Jim Geraghty of National Review Online explores the impact of President Donald Trump’s top advisers.
When Donald Trump’s administration runs aground, an almost clichéd response from his disappointed supporters is that “the president is getting some very bad advice.” That bit of blame-shifting exonerates Trump from the consequences of his decisions and lays responsibility at the feet of whichever cabinet member or top staffer has Trump’s ear at any given moment. Trump cannot fail; he can only be failed.
With that said, every president needs a good team around him, and the fact that the buck stops with the president doesn’t mean that he isn’t getting bad advice and marching into box canyons because of that advice. Trump made a lot of unorthodox picks for his cabinet, and now he’s living with the consequences.
It appears that a significant factor in the difficulties at the start of Trump’s second term is a predictable consequence of the president’s getting whom he wanted in his administration.
Whatever you think of our ever-changing tariff policies, it’s clear that top trade adviser Peter Navarro, National Economic Council Director Kevin Hassett, Treasury Secretary Scott Bessent, and Commerce Secretary Howard Lutnick have dramatically different ideas about what the aim of the tariff policies is and cannot align their arguments in justification of those policies. …
… Whatever you think of Secretary of Defense Pete Hegseth, the best-case scenario is that his first choices for the team around him were a bunch of leakers. A worse scenario is that internal personal and petty rivalries got a bunch of people fired over false accusations.

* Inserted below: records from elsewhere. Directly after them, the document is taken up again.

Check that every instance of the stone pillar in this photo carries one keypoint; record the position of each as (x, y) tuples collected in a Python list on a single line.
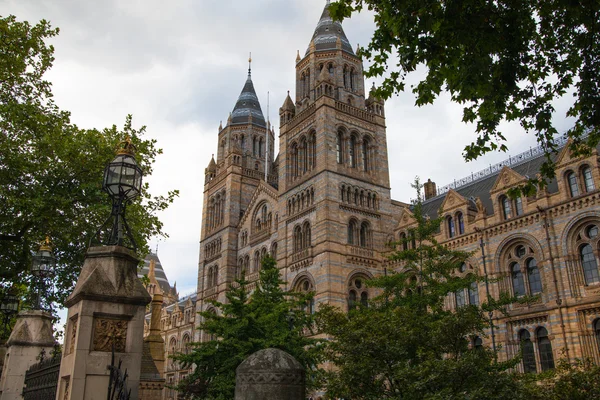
[(106, 309), (430, 189), (270, 374), (154, 339), (31, 335)]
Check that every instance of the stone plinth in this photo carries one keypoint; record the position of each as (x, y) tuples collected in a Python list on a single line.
[(106, 309), (31, 335), (270, 374)]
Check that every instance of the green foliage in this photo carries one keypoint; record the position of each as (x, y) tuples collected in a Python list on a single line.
[(247, 322), (501, 60), (578, 381), (51, 171), (405, 344)]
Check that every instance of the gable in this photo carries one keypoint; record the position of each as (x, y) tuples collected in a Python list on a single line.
[(453, 200), (507, 178), (262, 192)]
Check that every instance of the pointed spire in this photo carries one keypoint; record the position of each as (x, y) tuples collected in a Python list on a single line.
[(250, 65), (327, 34), (247, 108)]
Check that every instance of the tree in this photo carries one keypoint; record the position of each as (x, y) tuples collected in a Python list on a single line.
[(247, 322), (405, 344), (51, 170), (502, 60)]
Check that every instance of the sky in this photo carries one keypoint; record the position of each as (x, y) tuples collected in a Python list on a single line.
[(178, 66)]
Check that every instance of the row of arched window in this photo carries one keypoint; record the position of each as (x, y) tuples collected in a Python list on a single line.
[(263, 218), (360, 233), (216, 210), (580, 182), (544, 350), (510, 207), (212, 249), (244, 262), (358, 196), (212, 276), (301, 200), (354, 151), (455, 224), (301, 237), (303, 155)]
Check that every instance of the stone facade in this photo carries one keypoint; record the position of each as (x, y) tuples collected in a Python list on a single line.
[(171, 328), (324, 211)]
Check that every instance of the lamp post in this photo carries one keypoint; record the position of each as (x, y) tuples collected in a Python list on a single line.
[(42, 267), (123, 183), (9, 306)]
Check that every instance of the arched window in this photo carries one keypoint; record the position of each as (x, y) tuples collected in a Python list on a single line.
[(596, 327), (451, 228), (573, 185), (339, 148), (403, 241), (528, 352), (306, 233), (461, 301), (517, 279), (589, 264), (506, 209), (297, 238), (305, 286), (518, 206), (545, 349), (477, 343), (352, 151), (256, 261), (588, 179), (533, 275), (365, 233), (461, 223), (357, 291), (474, 294), (365, 154), (352, 232), (274, 250)]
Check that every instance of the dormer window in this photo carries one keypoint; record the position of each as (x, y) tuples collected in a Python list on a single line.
[(588, 179), (506, 208), (572, 183)]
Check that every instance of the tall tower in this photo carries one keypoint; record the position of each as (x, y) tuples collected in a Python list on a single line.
[(230, 182), (333, 173)]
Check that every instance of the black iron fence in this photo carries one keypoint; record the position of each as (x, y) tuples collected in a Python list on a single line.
[(41, 379)]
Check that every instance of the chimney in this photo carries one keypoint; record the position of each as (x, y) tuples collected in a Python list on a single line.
[(430, 189)]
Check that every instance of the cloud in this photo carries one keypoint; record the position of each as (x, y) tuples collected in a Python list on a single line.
[(179, 67)]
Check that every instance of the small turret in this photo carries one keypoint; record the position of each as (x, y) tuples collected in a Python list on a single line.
[(211, 171), (374, 103), (287, 110)]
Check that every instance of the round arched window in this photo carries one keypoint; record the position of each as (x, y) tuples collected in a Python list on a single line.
[(357, 291)]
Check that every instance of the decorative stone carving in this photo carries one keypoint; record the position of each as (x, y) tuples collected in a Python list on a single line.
[(73, 334), (108, 331)]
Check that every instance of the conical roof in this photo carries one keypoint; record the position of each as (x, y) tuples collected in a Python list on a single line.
[(328, 32), (288, 104), (159, 272), (248, 105)]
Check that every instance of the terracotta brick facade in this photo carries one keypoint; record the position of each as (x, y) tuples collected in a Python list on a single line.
[(325, 212)]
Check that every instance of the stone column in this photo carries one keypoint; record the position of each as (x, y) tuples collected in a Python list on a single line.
[(154, 339), (31, 335), (270, 374), (106, 309)]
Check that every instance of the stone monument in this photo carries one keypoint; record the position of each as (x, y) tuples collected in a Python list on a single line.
[(106, 312), (31, 335), (270, 374)]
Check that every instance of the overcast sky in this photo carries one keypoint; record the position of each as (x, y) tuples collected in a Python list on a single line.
[(178, 66)]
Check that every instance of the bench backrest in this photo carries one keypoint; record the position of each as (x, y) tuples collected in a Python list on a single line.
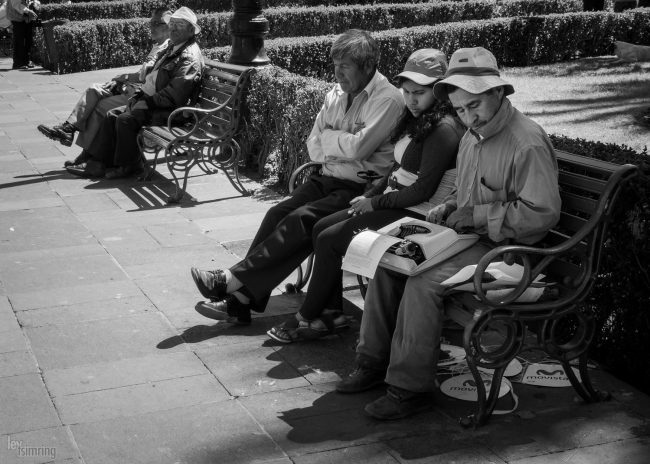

Whatever you think of the president’s foreign policy, any credibility from the likes of Secretary of State Marco Rubio or National Security Adviser Mike Waltz is undermined by the confusing and contradictory public statements made by Steven “maybe Hamas duped me” Witkoff, who is technically the president’s special envoy to the Middle East but seems to be running the show on negotiations between Russia and Ukraine, between Israel and Hamas, and over Iran’s nuclear program.